Mit ihrem Kurzauftritt bei der Punktevergabe zum Eurovision Song Contest sprach die deutsche Jury-Chefin mit ihren klaren, aber freundlichen Worten an die Adresse der autoritären Führung Aserbaidschans vielen aus der Seele.
Millionen hatten während der mehr als dreistündigen Show eine Spitze gegen die bombastische Inszenierung des Regimes in Baku erhofft - hier war sie endlich. Kurz vor Spektakel-Schluss, gegen 0.15 Uhr.
«Heute Nacht konnte ja niemand für sein eigenes Land abstimmen», hob die 46-Jährige an, als sie aus Hamburg in die Show in Baku geschaltet wurde: «Aber es ist gut, abzustimmen, und es ist gut, eine Wahl zu haben. Viel Glück auf eurer Reise, Aserbaidschan. Europa schaut auf euch», sagte sie vor den vielen Millionen TV-Zuschauern auf Englisch, bevor sie die deutschen Punkte durchgab.
«Ich hab mich grad neu in Anke Engelke verliebt», bekannte der Medienjournalist Stefan Niggemeier («Niggi») kurz danach in seinem Bakublog. «Anke sagt, wie toll und wichtig es ist, zu wählen. Und eine Wahl zu haben. So einfach ist es, ein politisches Statement zu machen.
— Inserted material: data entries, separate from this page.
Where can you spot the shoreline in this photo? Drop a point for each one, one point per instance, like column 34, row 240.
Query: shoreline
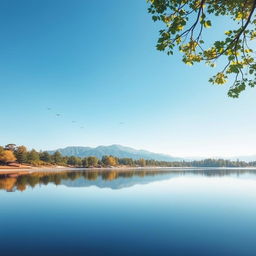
column 26, row 170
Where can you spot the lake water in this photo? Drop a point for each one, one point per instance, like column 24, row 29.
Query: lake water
column 136, row 212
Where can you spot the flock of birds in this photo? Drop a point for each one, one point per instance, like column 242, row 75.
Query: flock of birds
column 59, row 115
column 73, row 121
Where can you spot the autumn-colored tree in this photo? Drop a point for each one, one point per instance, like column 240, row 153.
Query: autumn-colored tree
column 45, row 156
column 33, row 156
column 184, row 24
column 10, row 147
column 57, row 158
column 92, row 161
column 7, row 156
column 21, row 154
column 141, row 162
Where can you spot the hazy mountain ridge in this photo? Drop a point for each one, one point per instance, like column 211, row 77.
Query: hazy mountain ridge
column 114, row 150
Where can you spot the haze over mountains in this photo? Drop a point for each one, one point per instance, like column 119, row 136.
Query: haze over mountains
column 114, row 150
column 123, row 152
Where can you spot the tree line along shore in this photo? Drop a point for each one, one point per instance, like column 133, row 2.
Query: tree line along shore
column 12, row 155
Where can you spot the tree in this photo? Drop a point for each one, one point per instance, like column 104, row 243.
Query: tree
column 75, row 161
column 45, row 156
column 85, row 162
column 184, row 25
column 33, row 156
column 57, row 157
column 21, row 154
column 10, row 147
column 7, row 156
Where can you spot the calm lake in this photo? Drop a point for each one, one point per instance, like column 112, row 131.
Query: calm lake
column 134, row 212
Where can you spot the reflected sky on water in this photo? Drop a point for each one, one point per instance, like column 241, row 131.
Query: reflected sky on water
column 136, row 212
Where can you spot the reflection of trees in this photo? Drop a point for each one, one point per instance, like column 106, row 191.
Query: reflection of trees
column 22, row 181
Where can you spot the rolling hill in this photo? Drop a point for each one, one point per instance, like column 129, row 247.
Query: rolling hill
column 114, row 150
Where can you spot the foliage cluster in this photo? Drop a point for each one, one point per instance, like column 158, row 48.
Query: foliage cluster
column 184, row 24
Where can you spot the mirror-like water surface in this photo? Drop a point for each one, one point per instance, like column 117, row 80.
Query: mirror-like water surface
column 133, row 212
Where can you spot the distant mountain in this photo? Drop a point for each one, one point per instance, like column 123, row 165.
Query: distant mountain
column 114, row 150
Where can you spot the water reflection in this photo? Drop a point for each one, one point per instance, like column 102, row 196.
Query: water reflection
column 114, row 179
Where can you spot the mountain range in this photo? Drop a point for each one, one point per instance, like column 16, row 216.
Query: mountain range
column 123, row 152
column 114, row 150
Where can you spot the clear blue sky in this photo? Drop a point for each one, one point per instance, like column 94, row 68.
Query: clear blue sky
column 94, row 62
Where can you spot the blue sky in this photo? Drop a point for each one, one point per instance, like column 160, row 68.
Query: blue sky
column 95, row 62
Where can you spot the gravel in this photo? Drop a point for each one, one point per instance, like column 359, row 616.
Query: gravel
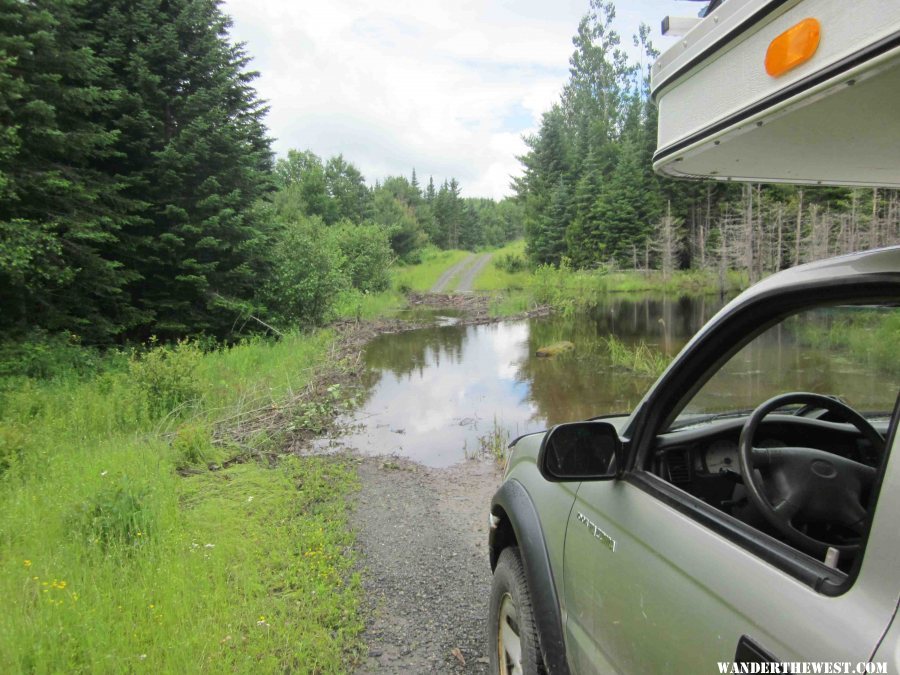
column 422, row 533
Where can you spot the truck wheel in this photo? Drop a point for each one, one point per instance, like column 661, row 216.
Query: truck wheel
column 513, row 638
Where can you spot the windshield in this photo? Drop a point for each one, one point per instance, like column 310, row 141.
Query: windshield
column 844, row 351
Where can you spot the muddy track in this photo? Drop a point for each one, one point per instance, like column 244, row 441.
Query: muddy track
column 422, row 534
column 468, row 277
column 441, row 284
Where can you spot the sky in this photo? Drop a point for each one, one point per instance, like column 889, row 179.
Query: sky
column 445, row 88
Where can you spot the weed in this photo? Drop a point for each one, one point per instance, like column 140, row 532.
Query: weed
column 166, row 377
column 118, row 516
column 193, row 446
column 494, row 443
column 641, row 358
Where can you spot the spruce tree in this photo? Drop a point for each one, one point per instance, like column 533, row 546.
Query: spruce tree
column 194, row 155
column 60, row 212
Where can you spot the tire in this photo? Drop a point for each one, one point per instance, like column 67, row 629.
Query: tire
column 512, row 632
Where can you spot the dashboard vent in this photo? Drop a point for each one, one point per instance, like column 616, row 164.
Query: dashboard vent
column 679, row 466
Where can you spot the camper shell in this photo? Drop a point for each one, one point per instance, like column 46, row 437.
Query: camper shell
column 832, row 119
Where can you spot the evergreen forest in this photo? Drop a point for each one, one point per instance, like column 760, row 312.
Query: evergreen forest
column 140, row 197
column 591, row 199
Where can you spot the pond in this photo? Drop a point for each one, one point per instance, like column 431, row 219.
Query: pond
column 433, row 394
column 436, row 395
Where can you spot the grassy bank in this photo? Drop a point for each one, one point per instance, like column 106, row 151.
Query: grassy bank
column 120, row 550
column 518, row 288
column 149, row 520
column 422, row 276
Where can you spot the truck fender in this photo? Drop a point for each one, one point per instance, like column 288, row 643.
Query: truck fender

Mich hat das jetzt sehr bewegt.» Auch im «Prinz Blog» zum ESC freute sich Autor «WM», dass Engelke «für zehn Sekunden aus dem Inszenierungskarussell» ausgestiegen sei und niemandem die Gelegenheit geboten habe, sie aufzuhalten.
Die "Siegerin der Herzen"
«Spiegel Online» schrieb anerkennend: «Den Moderatoren in Aserbaidschan blieb gar nichts anderes übrig, als diese kleine politische Demonstration einfach wegzulächeln.» Im Internet feierten sie Fans als «Siegerin der Herzen» und «ESC-Heldin». Auch die ARD-Oberen überboten sich mit Lob. «Anke Engelke hat mit ihren klaren, klugen und charmanten Worten die Ehre des ESC gerettet», sagte der ARD-Unterhaltungskoordinator Thomas Schreiber. Für den federführenden Norddeutschen Rundfunk (NDR) sagte Intendant Lutz Marmor: «Ein besonderes Kompliment hat sich Anke Engelke verdient. Bei der Punktevergabe live von der Grand-Prix-Party in Hamburg hat sie genau den richtigen Ton getroffen. Danke, Anke!»
Doch bei aller Anerkennung für Anke gab es auch Stimmen, die Engelkes Worte als eine Art Feigenblatt der Fernsehverantwortlichen empfanden. Mancher hätte sich seitens der Europäischen Rundfunkunion EBU, also des Veranstalters, bei dem auch die ARD Mitglied ist, lieber mehr echten Widerstand statt warmer Worte gegen die politischen Umstände in Aserbaidschan gewünscht. Der Musikwettbewerb in der früheren Sowjetrepublik Aserbaidschan war umstritten. Die Regierung des Landes steht wegen ihres Umgangs mit Oppositionellen und Kritikern immer wieder am Pranger. Ihr wird vorgeworfen, die Meinungs- und Pressefreiheit einzuschränken.